Heritage knitwear specialist John Smedley is betting on UK manufacturing being able to make a comeback in a much-changed world and is investing millions in making its factory in England available for third-party manufacturing for the first time in four decades.

John Smedley

The globally-stocked brand said it has seen growing demand for manufacturing services and has earmarked a £4.5 million investment in making it happen.

Fellow British brand Daks has signed up for a 12-piece collaborative knitwear collection in a reversal of an offshoring process it started in 2000.

The UK fashion sector has seen a steady offshoring process since the 1980s as production moved to parts of the world where labour was cheaper and more skilled, with faster turnaround times.

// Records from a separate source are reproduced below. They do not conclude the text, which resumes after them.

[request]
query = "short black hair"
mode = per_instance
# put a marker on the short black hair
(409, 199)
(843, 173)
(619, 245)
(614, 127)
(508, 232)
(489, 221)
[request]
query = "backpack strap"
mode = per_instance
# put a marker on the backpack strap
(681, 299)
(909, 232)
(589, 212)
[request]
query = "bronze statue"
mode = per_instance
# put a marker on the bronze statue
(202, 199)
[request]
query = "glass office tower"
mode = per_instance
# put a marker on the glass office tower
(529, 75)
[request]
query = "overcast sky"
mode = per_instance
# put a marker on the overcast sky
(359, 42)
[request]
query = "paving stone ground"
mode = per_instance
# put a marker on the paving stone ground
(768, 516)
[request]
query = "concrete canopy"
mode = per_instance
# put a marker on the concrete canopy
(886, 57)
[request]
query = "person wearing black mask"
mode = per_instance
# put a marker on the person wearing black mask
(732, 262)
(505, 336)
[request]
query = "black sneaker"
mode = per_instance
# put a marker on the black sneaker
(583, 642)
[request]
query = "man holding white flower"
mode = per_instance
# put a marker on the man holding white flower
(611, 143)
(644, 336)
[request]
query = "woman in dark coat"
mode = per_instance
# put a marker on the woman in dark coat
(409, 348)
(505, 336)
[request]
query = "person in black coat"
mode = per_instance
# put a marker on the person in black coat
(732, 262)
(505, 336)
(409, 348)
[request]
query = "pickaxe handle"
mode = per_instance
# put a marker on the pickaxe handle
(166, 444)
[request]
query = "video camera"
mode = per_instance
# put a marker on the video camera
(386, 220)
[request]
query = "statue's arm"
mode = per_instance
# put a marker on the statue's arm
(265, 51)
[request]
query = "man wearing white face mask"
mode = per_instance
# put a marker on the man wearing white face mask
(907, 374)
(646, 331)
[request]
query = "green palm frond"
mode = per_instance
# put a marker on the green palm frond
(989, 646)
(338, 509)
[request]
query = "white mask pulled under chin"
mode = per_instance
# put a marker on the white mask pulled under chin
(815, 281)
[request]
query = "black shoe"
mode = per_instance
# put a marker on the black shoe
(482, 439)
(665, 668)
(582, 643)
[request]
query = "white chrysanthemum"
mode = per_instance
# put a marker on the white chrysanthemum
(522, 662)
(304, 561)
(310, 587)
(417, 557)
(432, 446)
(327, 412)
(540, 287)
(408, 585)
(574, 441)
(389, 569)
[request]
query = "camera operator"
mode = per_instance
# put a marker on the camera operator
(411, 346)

But the FT, which reported the John Smedley move, cited a 2024 executive survey conducted by PwC in association with Make UK that found more than half of 200 senior execs now view Britain as a more competitive location for manufacturing. That was up from 31% in the previous year.

Maclean told the financial newspaper that the advantages of offshore locations have diminished. “For a long time, price drove everything,” he said. But he added that “they didn’t always have the same standards of health and safety”. And he said modern consumers with an eco and ethical focus are more likely to question where their products are made.

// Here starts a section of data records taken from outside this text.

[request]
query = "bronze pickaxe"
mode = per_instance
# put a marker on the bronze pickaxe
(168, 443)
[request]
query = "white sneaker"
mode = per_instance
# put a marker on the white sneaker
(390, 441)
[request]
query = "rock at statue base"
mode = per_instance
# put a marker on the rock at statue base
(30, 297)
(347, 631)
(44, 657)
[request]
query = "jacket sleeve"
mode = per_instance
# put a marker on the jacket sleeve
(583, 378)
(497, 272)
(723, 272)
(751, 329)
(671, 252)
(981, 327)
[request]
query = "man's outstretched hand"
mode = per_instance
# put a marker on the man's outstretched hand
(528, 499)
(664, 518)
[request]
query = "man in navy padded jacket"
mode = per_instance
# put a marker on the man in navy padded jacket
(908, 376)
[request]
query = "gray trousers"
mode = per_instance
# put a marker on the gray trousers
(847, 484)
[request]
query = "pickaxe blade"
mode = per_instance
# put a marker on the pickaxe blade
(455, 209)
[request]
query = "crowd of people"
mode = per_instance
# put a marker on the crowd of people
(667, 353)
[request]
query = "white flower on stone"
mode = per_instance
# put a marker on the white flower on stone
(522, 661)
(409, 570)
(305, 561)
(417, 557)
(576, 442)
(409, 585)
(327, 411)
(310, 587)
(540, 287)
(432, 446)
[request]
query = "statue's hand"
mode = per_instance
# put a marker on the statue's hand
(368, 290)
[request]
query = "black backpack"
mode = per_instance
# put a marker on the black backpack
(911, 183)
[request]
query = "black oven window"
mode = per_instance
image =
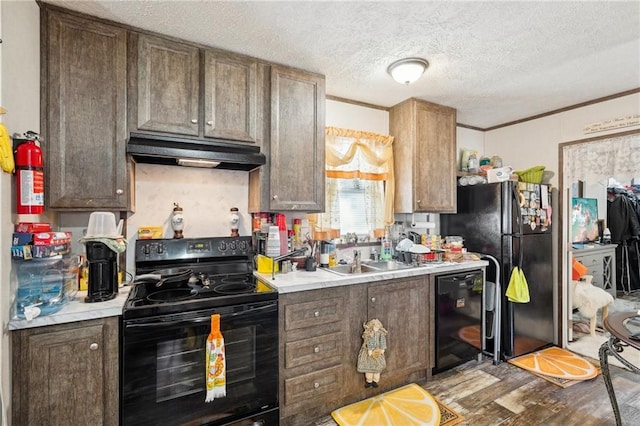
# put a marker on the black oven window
(180, 361)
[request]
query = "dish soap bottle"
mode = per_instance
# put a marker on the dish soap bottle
(386, 246)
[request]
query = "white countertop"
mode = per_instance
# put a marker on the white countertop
(77, 310)
(320, 278)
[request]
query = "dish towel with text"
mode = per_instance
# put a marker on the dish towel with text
(216, 362)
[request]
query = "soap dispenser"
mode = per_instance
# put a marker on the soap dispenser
(386, 246)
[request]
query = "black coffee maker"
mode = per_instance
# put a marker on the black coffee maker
(103, 272)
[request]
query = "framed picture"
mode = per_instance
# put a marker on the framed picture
(584, 220)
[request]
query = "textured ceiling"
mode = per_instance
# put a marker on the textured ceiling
(495, 62)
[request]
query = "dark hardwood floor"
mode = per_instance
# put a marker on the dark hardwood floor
(488, 395)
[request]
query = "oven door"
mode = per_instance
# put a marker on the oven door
(163, 366)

This means more brands are likely to look at their manufacturing locations with a critical eye.

“The benefits to UK manufacturing are that we are much closer to our partners and we have better control of where and in what conditions our products and raw materials are made,” Daks Head of product Nicholas Bell added. “We have always moved a considerable amount of goods and raw materials between the UK and the EU. Since Brexit, we have seen a significant increase in our customs and administrative costs, and these must also be taken into account.” 

But the chances of onshoring being key for mass-market brands are slim with UK manufacturers unable to repeat the scale available in locations like China. That means it’s likely to remain an option only for short runs and higher-end product.

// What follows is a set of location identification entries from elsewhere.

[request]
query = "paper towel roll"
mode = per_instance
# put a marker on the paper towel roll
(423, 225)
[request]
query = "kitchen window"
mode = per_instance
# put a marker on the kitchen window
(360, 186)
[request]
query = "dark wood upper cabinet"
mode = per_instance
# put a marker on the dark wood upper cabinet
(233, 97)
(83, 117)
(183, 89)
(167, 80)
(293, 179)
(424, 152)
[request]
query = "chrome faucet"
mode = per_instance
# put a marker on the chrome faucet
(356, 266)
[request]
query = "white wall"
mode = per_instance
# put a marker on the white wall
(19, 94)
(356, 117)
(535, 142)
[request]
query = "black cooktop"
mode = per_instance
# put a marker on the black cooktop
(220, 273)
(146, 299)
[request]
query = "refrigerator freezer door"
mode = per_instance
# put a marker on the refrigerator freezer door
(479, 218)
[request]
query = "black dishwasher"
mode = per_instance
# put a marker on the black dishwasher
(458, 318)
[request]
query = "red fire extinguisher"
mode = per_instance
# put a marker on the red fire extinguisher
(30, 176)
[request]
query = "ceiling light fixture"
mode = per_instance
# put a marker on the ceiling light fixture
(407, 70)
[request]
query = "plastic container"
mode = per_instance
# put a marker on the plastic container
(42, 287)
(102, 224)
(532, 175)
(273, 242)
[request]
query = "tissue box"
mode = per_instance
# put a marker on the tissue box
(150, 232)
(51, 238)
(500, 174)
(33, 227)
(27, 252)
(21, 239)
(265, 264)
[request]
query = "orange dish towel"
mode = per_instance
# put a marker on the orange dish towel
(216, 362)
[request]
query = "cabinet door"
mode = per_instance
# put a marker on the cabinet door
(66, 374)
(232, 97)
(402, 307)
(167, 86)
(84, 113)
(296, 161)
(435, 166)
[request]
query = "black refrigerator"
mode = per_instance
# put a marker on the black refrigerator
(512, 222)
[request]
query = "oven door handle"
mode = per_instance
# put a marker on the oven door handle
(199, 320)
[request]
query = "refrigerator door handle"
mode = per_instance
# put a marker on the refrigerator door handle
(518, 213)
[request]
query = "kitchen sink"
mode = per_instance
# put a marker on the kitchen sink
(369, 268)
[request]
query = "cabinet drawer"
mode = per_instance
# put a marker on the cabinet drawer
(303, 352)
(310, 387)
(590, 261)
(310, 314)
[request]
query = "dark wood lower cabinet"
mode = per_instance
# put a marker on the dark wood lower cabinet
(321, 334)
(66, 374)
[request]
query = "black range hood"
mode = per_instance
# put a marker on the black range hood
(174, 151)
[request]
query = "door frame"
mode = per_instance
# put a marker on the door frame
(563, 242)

John Smedley deputy MD Jess Mcguire-Dudley told Vogue Business, which also reported the news, that until relatively recently, many British brands have been focused on manufacturing as cheaply as possible, but this is changing.

“Most British brands are headquartered in London — our factory in Derbyshire is an hour-and-a-half away,” she said. “You can come and speak to the design team, see a sample or resolve an issue, really quickly. You wouldn’t have that same openness if you’re only going to visit your factory once a year or everything is communicated via email or Teams.”

She added that the company is also looking at how to make its manufacturing more responsible and has begun a new programme with Yorkshire textile recycling mill Iinouiio to turn waste yarns into new ones blended with virgin wool. 

Product made from these yarns will be used in John Smedley’s own products from AW25 and will also be available for external brands.